The Gruesome, non-Racist, Death of Thomas Duncan

Family members, race hustlers, and pompous talking heads with visions of their own grandiosity (i.e., Geraldo Rivera), have been quick to blame poverty and racism as the reason for the death of the first patient diagnosed with Ebola on American soil. They seemed to forget the fact that a human being died a horrific, prolonged death marked by explosive diarrhea, vomiting, and massive organ failure.

Cost of medical care

It took less than a day for Thomas Duncan’s nephew, Josephus Weeks, to blame his uncle’s demise on race. Appearing on MSNBC with Ronan Farrow (an example of the Peter Principle, but I digress), Weeks claimed:

“We call, get hung up on, stay on hold for 30 minutes. Sometimes we call, get bounced around the hospital about 15 minutes get told we can’t speak. And after Reverend Jackson stepped in, and a lot of people started changing their minds and coming in to assist and, you know, more receptive to our needs.”

Of course Jesse Jackson’s going to get results — most respectable people don’t want to deal with a shakedown artist.

Add the mix of Dallas County Commissioner John Wiley Price, the omnipresent Jesse Jackson, and the insufferable Geraldo Rivera all bleating about ‘poverty’ and ‘racism,’ and it looks like a scandal emerging.

Except that it wasn’t. The inept handling of Thomas Duncan occurred partly due to hospital error, but also largely due to his own misstatements.

He arrived by ambulance at Texas Health Presbyterian in Dallas on September 28, about 55 hours after he had first been discharged after complaining of headache and abdominal pain. It was thought that he had sinusitis. The nurse’s note indicating that he had arrived from Liberia did not make it to the doctor on the first visit, but on Duncan’s return the news reached Dr. Otto Javier Marquez-Kerguelen. And that’s where Duncan’s own deceit entered. The doctor’s notes reveal the following:

“Pt states he has not been to any rural areas or funerals recently. Pt denies any sick contacts. Pt denies chills. The pt does not do (sic) any other associated signs of sx (symptoms) at this time.”

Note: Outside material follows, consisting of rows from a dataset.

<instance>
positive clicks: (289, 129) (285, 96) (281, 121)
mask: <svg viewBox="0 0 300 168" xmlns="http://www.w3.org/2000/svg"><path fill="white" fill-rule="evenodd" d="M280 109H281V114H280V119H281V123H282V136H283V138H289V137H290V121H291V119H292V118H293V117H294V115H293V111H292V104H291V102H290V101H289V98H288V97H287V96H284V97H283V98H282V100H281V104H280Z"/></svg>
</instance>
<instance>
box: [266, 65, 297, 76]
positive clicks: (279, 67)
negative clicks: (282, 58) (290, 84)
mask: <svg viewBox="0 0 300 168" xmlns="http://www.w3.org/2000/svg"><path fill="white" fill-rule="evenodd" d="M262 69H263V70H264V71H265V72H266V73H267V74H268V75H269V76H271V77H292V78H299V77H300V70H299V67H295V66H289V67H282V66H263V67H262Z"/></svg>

Possible diagnoses were proposed to be malaria, gastroenteritis, influenza, or Ebola. County officials and the Centers for Disease Control were notified.

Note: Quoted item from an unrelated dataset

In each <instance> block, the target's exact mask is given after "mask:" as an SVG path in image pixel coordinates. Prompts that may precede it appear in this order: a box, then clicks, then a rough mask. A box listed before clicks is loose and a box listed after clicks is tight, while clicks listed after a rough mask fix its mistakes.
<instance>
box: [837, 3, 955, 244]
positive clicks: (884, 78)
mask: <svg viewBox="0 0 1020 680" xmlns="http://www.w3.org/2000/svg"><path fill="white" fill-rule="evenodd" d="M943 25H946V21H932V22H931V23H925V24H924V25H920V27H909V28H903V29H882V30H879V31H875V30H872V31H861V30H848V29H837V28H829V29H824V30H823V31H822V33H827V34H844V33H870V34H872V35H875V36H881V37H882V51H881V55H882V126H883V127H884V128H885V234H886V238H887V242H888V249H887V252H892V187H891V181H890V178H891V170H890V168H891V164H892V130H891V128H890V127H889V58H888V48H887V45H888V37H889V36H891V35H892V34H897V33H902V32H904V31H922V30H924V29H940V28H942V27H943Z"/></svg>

By evening Duncan was suffering from abdominal pain, projectile vomiting, and explosive diarrhea; fortunately he had been contained in isolation by that time. It was not until the afternoon of September 30 that the positive diagnosis of Ebola was made.

Meantime, damage to the liver and kidneys, and fluctuating glucose levels kept doctors in a mad rush to save the patient. On October 1, sepsis had set in. On October 3, his condition turned dire, slipping into massive organ failure just after midnight on October 4.

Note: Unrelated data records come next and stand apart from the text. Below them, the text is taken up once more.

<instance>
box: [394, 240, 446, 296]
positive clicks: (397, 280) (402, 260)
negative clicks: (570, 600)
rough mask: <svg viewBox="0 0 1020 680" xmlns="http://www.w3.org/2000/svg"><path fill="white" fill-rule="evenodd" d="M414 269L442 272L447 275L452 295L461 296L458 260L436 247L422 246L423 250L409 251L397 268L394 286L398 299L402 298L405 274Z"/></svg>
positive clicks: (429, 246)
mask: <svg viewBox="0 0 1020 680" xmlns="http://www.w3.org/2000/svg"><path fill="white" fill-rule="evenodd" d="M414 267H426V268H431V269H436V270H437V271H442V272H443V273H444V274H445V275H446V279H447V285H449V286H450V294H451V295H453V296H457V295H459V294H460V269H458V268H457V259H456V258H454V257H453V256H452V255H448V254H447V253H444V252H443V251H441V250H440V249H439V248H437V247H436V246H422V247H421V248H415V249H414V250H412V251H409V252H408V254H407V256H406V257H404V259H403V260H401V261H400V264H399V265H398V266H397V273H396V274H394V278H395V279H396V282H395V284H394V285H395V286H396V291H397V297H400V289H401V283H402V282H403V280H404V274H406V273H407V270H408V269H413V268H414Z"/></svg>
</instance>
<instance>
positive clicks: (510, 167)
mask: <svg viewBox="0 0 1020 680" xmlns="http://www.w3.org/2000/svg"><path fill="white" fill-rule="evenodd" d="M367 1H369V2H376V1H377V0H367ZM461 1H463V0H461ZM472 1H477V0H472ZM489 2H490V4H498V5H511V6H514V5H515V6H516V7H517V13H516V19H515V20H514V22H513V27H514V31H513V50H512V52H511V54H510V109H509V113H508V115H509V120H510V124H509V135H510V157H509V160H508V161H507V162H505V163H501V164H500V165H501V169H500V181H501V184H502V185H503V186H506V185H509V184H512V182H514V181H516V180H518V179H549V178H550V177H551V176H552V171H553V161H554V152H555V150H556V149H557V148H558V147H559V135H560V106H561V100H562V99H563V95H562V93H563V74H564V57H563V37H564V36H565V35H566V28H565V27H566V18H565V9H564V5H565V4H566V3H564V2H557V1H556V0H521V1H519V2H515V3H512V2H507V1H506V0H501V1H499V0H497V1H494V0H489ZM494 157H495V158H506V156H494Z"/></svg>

Rather than sloughing off their African patient, however, doctors contacted Chimerix, a small pharmaceutical company, to send out their experimental antiviral drug brincidofovir. Thomas Duncan was given the drug on the morning of October 4. But the use of the drug was to no avail; on the morning of October 8, Thomas Duncan died. His body was cremated.

Yes, the hospital erred in not properly sharing information about Duncan’s Liberian origin the first time he was admitted. But had Thomas Duncan been upfront and honest in providing his recent history in Liberia, he may have received the treatment he needed in a more timely manner. Maybe he would’ve even survived.

And we the public wouldn’t be plagued by the likes of Jesse Jackson and Geraldo Rivera trying to stoke racist fires where none ever existed.